GPT (Generative Pre-trained Transformer)

Overview

GPT, or Generative Pre-trained Transformer, is a model architecture designed for generating new text. It is based on the decoder module of the transformer architecture. The primary function of GPT models is to predict the next token in a sequence, which they achieve by processing input text through a series of components, resulting in a high-dimensional output corresponding to the vocabulary size.

Architecture

The architecture of GPT models is built upon the transformer architecture, which includes several key components:

  1. Token and Positional Embeddings: The input text is first tokenized and then converted into token embeddings. These embeddings are augmented with positional embeddings to incorporate the order of tokens in the sequence.

  2. Transformer Blocks: The combined token and positional embeddings form a tensor that is passed through multiple transformer blocks. Each block contains multi-head attention and feed-forward neural network layers, along with dropout and layer normalization. These blocks are stacked and repeated multiple times (e.g., 12 times in some configurations).

  3. Final Output Layer: After processing through the transformer blocks, the output is normalized and passed through a final linear layer to produce logits corresponding to the vocabulary size.

The following figure provides a visual overview of the GPT model architecture:

[Figure 4.15](https://livebook.manning.com/build-a-large-language-model-from-scratch/chapter-4/figure--4-15) An overview of the GPT model architecture showing the flow of data through the GPT model. Starting from the bottom, tokenized text is first converted into token embeddings, which are then augmented with positional embeddings.
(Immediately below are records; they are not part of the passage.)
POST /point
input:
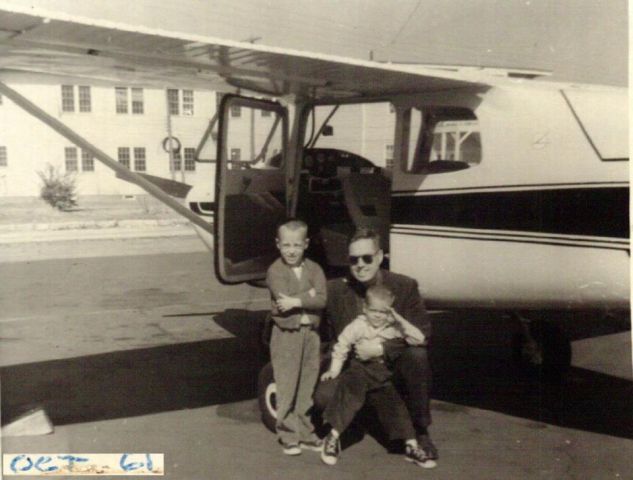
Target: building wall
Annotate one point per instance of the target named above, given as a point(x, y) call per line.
point(31, 145)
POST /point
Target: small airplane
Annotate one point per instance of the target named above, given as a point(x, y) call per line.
point(507, 192)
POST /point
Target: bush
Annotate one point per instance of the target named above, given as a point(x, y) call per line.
point(58, 189)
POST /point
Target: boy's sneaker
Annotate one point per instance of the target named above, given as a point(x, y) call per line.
point(331, 449)
point(419, 457)
point(315, 445)
point(291, 448)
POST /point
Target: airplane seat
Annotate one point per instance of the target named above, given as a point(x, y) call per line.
point(368, 201)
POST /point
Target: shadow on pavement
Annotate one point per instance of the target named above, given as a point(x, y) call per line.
point(471, 367)
point(143, 381)
point(470, 358)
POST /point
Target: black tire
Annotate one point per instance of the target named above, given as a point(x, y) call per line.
point(267, 397)
point(554, 347)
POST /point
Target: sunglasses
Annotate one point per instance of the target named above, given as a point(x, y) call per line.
point(367, 259)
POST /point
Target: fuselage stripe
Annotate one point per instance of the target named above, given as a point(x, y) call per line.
point(513, 240)
point(584, 212)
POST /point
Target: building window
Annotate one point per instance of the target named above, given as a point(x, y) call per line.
point(175, 162)
point(122, 96)
point(124, 156)
point(70, 156)
point(174, 99)
point(139, 159)
point(68, 98)
point(187, 102)
point(389, 156)
point(173, 102)
point(121, 99)
point(137, 101)
point(190, 162)
point(85, 102)
point(87, 162)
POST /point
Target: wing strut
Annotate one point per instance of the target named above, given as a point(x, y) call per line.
point(122, 171)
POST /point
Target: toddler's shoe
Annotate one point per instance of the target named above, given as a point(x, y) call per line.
point(291, 448)
point(316, 444)
point(418, 456)
point(331, 449)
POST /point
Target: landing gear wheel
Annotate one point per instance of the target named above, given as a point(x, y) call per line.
point(545, 351)
point(267, 397)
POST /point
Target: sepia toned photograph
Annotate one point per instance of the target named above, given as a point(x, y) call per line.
point(306, 239)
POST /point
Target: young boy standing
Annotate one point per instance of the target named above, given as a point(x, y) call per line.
point(379, 320)
point(298, 292)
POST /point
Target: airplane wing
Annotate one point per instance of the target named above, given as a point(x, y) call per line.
point(38, 41)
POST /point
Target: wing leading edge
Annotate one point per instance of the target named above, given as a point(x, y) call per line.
point(42, 42)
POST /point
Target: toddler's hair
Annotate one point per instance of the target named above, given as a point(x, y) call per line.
point(380, 292)
point(293, 224)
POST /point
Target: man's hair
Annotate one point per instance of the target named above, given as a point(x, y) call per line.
point(293, 224)
point(380, 292)
point(363, 233)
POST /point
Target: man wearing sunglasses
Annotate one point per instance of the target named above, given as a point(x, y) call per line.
point(410, 364)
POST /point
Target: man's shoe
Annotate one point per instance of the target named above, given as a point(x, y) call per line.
point(291, 448)
point(425, 443)
point(315, 445)
point(418, 456)
point(331, 449)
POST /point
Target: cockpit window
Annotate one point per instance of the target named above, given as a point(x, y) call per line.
point(441, 139)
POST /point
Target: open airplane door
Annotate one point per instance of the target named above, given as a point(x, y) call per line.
point(250, 187)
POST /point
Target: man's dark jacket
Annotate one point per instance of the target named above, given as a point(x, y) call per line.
point(344, 304)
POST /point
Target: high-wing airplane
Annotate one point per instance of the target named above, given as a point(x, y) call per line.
point(507, 192)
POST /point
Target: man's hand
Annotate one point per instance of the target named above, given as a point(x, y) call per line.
point(366, 349)
point(286, 303)
point(329, 375)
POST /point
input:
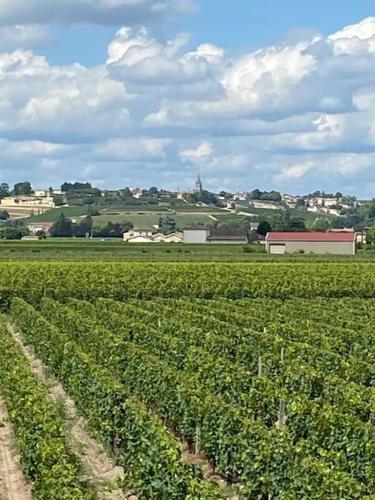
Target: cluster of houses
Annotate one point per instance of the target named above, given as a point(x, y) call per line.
point(26, 205)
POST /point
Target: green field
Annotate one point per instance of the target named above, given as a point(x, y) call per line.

This combined information forms a tensor that is passed through a series of transformer blocks shown in the center (each containing multi-head attention and feed forward neural network layers with dropout and layer normalization), which are stacked on top of each other and repeated 12 times. Figure 4.15 An overview of the GPT model architecture showing the flow of data through the GPT model.

Implementation

The GPT model can be implemented using a class structure in a deep learning framework such as PyTorch. Below is an example implementation of the GPT model architecture:

Listing 4.7 The GPT model architecture implementation

class GPTModel(nn.Module):
    def __init__(self, cfg):
        super().__init__()
        self.tok_emb = nn.Embedding(cfg["vocab_size"], cfg["emb_dim"])
        self.pos_emb = nn.Embedding(cfg["context_length"], cfg["emb_dim"])
        self.drop_emb = nn.Dropout(cfg["drop_rate"])

        self.trf_blocks = nn.Sequential(
            *[TransformerBlock(cfg) for _ in range(cfg["n_layers"])]
        )

        self.final_norm = LayerNorm(cfg["emb_dim"])
        self.out_head = nn.Linear(
            cfg["emb_dim"], cfg["vocab_size"], bias=False
        )

    def forward(self, in_idx):
        batch_size, seq_len = in_idx.shape
        tok_embeds = self.tok_emb(in_idx)
        pos_embeds = self.pos_emb(
            torch.arange(seq_len, device=in_idx.device)
        )
        x = tok_embeds + pos_embeds
        x = self.drop_emb(x)
        x = self.trf_blocks(x)
        x = self.final_norm(x)
        logits = self.out_head(x)
        return logits

Usage

The term gpt often refers to an instance of the GPTModel class. This instance is initialized with a configuration dictionary and can be used to load and evaluate the GPT-2 model with pretrained weights. The gpt instance is commonly used for generating text and performing other related tasks.